According to Bloomberg Green research, the starting price of a Model Y SUV is $3,700 less than the approximate $48,000 national average for new cars. Moreover, Tesla began lowering its prices at the start of the year, putting pressure on established automakers who were already finding it challenging to turn EVs into a profitable venture.
Sam Korus, an analyst at Ark Investment Management, oversees funds with roughly $1.27 billion in Tesla stock, said: “Now the fun part of cost declines… life after price parity.” He continues, “There is no reason why EV prices or battery costs should stop falling at price parity. The product’s price can decrease or stay in the same price range while performing better.”
Although Tesla’s reductions last week had minimal impact on its stock price, this year’s constant cuts have alienated some investors. Gary Black, managing partner at The Future Fund, said last week’s changes alone will cost Tesla $1.2 billion a year starting in 2024. Black has pushed for Tesla to invest money in conventional advertising efforts rather than price reductions on his widely followed X social media account. It “Amazes me that Tesla uber-bulls are trying to spin the price cuts as positive,” Black wrote in a post on October 6. Instead of offering price reductions, “We would prefer Tesla use long-term advertising investment to educate owners of internal combustion engines to go EV.”

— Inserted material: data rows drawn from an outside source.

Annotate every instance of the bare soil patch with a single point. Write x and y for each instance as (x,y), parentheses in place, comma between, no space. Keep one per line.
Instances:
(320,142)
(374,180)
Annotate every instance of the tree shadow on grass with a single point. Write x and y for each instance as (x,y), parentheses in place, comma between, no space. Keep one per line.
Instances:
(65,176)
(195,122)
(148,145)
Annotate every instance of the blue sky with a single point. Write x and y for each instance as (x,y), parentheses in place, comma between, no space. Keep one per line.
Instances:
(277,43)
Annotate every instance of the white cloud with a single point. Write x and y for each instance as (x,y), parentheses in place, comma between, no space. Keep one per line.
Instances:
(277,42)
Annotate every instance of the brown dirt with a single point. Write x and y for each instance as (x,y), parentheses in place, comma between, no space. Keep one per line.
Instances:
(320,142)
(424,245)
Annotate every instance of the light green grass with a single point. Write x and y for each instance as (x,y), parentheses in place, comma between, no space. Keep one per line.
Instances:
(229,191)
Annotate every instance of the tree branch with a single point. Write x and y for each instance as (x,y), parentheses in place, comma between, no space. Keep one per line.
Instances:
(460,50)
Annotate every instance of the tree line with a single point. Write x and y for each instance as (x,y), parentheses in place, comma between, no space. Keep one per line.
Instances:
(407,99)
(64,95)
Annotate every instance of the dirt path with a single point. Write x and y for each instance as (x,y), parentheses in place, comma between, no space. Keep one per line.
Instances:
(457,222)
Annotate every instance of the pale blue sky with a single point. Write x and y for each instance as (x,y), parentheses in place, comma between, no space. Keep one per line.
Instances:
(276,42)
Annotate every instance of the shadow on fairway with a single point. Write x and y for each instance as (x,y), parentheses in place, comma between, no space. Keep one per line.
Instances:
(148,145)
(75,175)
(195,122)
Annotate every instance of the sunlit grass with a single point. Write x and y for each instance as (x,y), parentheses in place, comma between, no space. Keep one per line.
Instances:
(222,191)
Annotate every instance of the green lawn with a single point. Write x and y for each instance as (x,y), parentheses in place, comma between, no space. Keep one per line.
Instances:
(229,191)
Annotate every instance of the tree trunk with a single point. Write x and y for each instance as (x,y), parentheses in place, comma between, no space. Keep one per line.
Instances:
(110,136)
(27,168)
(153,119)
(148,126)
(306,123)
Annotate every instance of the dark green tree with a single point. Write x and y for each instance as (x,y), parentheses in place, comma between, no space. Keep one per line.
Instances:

The starting price of the Model 3 is now $6,500 less than the cheapest BMW 3 Series, which is frequently considered as Tesla’s direct gasoline-powered rival. The full-size sedan Model S and the three-row SUV Model X, two of Tesla’s higher-end vehicles, have also seen price cuts. Those reductions make the vehicles the most affordable models compared to the U.S. average transaction price. Nevertheless, according to Edmunds, the baseline price for a new car in the U.S. in September was $47,698.